Photo by Zameena Meija.
Photo by Zameena Meija.
Photo by Zameena Meija.

On Thursday April 17, the Google Developer Group (GDG) Hudson Valley held its first meeting in Resnick Engineering Hall. In an audience of more than 60 students and faculty members, only two members were sporting Google Glass, and only one wearer was a student.

Joining the two wearers to give a talk was Google Developer Expert Allen Firstenberg, who headlined the event to speak about Google’s latest tech endeavor.

“How many of you know anything about Google Glass?” Firstenberg said. Less than 10 members raised their hands. “Google Glass has only been available to a group of individuals known as the Explorers for just over a year now,” Firstenberg said.

Firstenberg is the senior project engineer at Objective Consulting and a Google Glass Explorer, part of an initial group of people outside Google “who are using Glass in the real world, developing for it, trying it out, seeing what its problems are, exploring in some ways how it can be used, how its practical in the real world.”

Firstenberg works with other developers to help them produce their tools for Glass, help them to use Glass and integrate them with other Google products. By doing so, he helps Google understand what it is that developers need more of, with the goal of creating great Glassware (applications that work with Glass).

Google Glass, as defined by Firstenberg, is an ultra-personal, wearable computing device.

“It displays in your peripheral vision — it’s not always on, it’s not always distracting, but it sits in the upper corner of my peripheral vision where I can glance at it if I need to glance at it for some reason,” he said.

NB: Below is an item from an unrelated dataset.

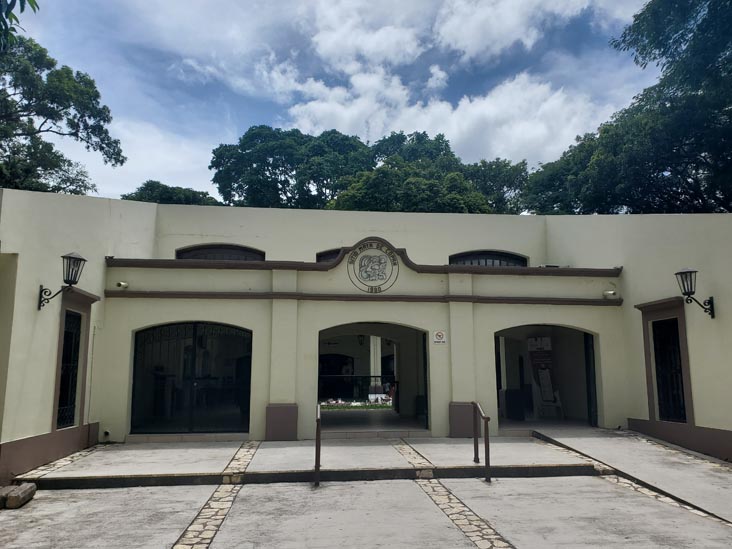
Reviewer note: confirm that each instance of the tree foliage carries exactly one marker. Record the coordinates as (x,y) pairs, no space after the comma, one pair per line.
(37,99)
(671,149)
(400,172)
(155,191)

According to Firstenberg, Google Glass has bone-conduction audio that literally beams a “chirp” into his skull, letting him know if he  needs to pay attention to it. It also has a camera mounted on the front, allowing for photos and short videos, and a microphone for voice commands and head-motion detectors to activate the device. It can also send and receive text messages when connected to Android devices and will soon support iOS.

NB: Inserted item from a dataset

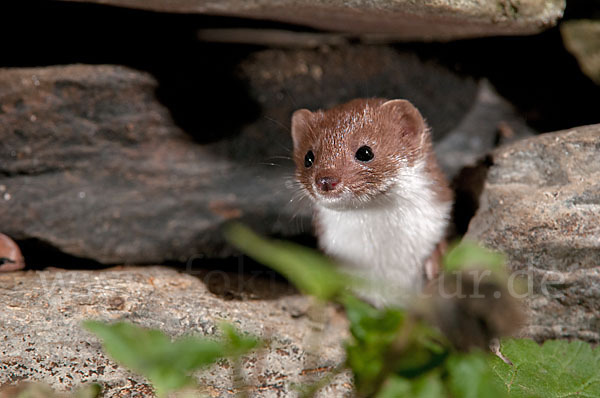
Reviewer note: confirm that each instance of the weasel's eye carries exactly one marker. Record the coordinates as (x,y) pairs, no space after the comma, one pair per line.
(364,154)
(309,159)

“Right now it’s very deliberate to make sure that you need to take a conscious action for [Glass] to be listening, mostly because [Google] wanted to  reassure people that they’re not going to be wire-tapped,” Firstenberg said. “Glass needs to live in the world we live in. We shouldn’t have to make major accommodations for Glass. It’s a fundamental shift in how we think about using our computing devices.

Adjunct Professor Nitya Narasimhan of the electronic and computer engineering department is a co-organizer for GDG New York and has high hopes for GDG Hudson Valley.

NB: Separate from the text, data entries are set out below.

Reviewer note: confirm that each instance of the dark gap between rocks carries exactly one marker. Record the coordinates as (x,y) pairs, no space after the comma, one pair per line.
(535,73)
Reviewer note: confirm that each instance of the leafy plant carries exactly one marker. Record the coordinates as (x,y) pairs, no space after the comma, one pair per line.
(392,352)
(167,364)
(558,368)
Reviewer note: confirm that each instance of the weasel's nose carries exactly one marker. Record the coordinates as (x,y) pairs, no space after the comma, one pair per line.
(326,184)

“It’s a community around developing applications and solutions that primarily focuses on Google technologies, but really Google isn’t everything,” Narasimhan said. “We’re looking to teach people and keep them aware of what’s going on in mobile, web, cloud and wearable.”

Her goal is to run code labs during the summer, encourage people to learn to code and to bring more guest speakers like Firstenberg to the college.

“We’re trying to use the great amount of interest in the field and bring speakers to the Hudson Valley. I’m very interested in seeing students attend these events—especially people who think they don’t know coding, because everyone can do it,” Narasimhan said.